With respect to the trial cited by the FDA reviewer, the FDA concluded that “any imbalance in results during the first 30 days or the trial” in question “may be attributable to chance or may have been caused by an early increase in the risk of MACE [major adverse cardiovascular events]-plus associated with canagliflozin among subjects with high background cardiovascular risk.” The FDA went on to note that “There was no evidence of an increased risk of MACE-plus associated with canagliflozin after 30 days” in the trial.

The final vote included 10 experts who voted for approval, and five who did not. Those five expressed concern about Invokana’s affect on the kidneys.

Sales Continue Despite Concerns

According to Forbes, the FDA’s warning concerning Invokana and DKA doesn’t seem to be affecting sales that much yet. Other diabetes drugs are also known to increase the risk of the condition.

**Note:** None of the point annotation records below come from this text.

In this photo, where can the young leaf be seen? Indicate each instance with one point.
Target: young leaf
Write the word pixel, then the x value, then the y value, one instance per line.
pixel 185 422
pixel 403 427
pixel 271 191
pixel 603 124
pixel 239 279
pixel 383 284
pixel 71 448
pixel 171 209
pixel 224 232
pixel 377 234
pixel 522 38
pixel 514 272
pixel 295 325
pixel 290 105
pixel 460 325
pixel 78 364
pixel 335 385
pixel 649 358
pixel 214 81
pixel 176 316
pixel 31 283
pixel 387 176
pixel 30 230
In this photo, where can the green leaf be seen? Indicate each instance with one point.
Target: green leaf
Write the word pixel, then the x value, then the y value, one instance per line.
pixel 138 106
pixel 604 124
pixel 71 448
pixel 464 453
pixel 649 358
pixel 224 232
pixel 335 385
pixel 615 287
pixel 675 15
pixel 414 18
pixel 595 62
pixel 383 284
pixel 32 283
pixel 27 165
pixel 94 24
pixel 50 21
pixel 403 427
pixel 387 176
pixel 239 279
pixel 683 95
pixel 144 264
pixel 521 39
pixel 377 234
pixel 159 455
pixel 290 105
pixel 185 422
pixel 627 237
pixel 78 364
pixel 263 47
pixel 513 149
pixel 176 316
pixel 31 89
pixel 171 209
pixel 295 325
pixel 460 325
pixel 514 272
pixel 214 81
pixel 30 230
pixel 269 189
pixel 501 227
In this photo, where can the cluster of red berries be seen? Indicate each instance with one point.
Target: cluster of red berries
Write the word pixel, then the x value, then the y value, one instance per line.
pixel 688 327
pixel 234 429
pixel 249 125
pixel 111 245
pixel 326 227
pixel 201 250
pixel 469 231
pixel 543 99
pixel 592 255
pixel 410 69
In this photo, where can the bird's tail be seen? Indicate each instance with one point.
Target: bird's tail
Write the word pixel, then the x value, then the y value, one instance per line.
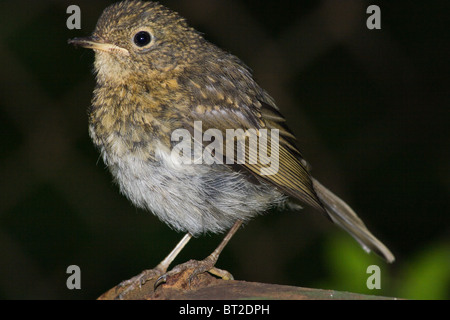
pixel 341 214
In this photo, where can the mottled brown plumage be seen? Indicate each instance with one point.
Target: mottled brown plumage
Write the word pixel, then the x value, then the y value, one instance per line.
pixel 155 74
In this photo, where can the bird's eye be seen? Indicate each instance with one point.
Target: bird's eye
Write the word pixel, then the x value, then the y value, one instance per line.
pixel 142 38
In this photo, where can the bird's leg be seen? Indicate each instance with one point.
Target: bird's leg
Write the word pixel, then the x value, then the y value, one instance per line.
pixel 160 269
pixel 206 265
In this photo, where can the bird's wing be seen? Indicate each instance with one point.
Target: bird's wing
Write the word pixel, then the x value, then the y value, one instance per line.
pixel 281 164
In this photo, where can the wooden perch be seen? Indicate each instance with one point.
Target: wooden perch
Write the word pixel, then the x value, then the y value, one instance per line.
pixel 208 287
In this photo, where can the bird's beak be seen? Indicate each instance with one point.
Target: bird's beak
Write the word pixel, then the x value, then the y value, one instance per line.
pixel 97 44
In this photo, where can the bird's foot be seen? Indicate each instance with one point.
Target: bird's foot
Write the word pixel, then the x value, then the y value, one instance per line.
pixel 197 267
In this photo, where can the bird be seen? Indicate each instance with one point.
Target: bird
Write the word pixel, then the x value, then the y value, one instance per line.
pixel 157 76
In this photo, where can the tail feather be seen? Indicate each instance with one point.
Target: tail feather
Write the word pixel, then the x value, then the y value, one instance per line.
pixel 341 214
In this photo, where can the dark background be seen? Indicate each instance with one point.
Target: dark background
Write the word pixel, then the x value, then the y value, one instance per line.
pixel 370 109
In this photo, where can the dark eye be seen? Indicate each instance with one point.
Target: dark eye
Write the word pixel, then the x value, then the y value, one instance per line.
pixel 142 38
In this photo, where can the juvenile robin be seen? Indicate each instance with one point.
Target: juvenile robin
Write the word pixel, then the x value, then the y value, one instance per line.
pixel 156 75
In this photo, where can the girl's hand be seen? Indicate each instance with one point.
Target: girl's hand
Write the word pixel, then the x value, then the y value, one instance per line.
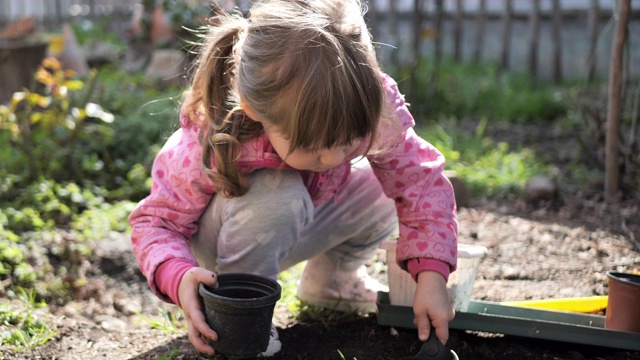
pixel 198 329
pixel 431 306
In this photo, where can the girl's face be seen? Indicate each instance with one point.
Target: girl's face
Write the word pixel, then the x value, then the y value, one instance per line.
pixel 313 160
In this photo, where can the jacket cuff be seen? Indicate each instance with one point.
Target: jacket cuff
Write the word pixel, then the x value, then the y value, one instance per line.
pixel 417 265
pixel 168 275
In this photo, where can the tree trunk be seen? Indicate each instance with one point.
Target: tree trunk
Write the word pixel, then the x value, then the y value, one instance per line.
pixel 612 168
pixel 506 33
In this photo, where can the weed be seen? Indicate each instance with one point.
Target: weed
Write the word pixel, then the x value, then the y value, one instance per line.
pixel 23 325
pixel 169 322
pixel 171 356
pixel 488 167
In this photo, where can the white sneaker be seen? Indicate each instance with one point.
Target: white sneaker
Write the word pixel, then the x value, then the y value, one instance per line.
pixel 324 286
pixel 274 343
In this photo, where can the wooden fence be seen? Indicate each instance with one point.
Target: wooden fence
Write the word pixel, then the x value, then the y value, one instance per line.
pixel 551 39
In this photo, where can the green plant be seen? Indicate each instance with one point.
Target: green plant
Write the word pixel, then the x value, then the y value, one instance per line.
pixel 475 90
pixel 23 327
pixel 174 353
pixel 488 167
pixel 52 128
pixel 168 322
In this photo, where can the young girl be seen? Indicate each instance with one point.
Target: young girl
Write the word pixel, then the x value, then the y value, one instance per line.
pixel 295 146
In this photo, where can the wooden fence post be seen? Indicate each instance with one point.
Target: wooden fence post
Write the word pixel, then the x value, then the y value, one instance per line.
pixel 612 168
pixel 394 32
pixel 506 33
pixel 418 9
pixel 534 28
pixel 594 28
pixel 439 13
pixel 480 22
pixel 457 31
pixel 556 17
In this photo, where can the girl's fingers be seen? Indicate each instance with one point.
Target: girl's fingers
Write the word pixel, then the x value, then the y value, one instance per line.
pixel 196 340
pixel 199 323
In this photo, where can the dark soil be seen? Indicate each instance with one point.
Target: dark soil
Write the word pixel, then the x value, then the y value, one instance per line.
pixel 554 249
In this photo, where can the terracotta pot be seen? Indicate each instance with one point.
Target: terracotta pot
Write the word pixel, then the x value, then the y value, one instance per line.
pixel 240 310
pixel 623 312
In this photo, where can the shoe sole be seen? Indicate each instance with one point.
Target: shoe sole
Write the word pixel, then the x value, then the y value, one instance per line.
pixel 342 305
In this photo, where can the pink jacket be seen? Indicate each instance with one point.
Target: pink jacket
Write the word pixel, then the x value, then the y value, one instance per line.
pixel 410 171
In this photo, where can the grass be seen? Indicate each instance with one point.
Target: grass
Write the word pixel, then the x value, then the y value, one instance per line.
pixel 487 166
pixel 23 324
pixel 168 321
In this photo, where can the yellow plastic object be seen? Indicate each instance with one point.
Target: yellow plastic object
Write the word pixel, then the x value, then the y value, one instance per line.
pixel 589 304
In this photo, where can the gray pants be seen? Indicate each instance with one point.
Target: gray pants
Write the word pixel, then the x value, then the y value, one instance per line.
pixel 275 225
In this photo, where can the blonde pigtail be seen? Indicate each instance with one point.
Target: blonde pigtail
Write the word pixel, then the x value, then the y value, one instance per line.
pixel 224 125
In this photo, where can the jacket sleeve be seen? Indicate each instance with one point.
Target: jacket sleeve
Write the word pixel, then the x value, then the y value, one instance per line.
pixel 163 223
pixel 411 172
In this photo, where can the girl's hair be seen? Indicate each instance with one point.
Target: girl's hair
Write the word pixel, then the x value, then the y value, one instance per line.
pixel 305 66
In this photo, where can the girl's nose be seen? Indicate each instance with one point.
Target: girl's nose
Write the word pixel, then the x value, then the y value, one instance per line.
pixel 331 158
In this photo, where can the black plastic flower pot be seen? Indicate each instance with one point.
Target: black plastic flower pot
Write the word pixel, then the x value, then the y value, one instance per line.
pixel 240 310
pixel 623 312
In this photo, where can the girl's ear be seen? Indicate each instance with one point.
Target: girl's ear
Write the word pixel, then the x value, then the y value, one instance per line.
pixel 249 112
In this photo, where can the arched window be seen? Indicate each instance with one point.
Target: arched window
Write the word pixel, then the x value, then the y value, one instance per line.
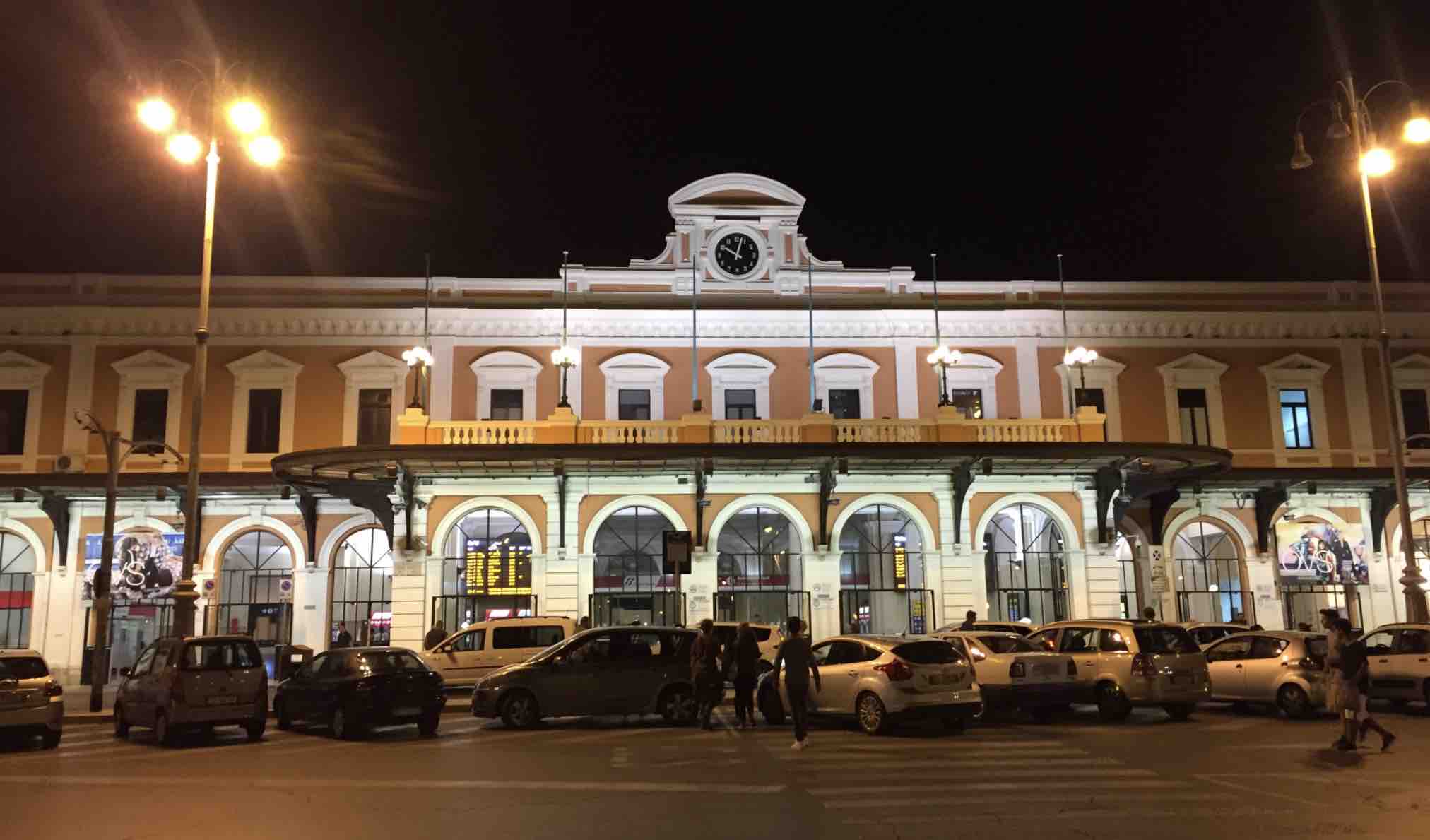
pixel 1210 581
pixel 487 572
pixel 758 567
pixel 1026 566
pixel 362 587
pixel 252 572
pixel 628 584
pixel 16 588
pixel 881 573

Those patients who took the drug and then suffered DKA, however, are likely to see the issue as much more serious, since the drug contained no adequate warnings about the risk. As the Institute for Safe Medication Practices (ISMP) stated in its 2014 QuarterWatch report, “Also, early signals for a new kind of diabetes drug, canagliflozin (INVOKANA) raise questions about whether enough is known about this agent to be assured that its benefits outweigh its risks.”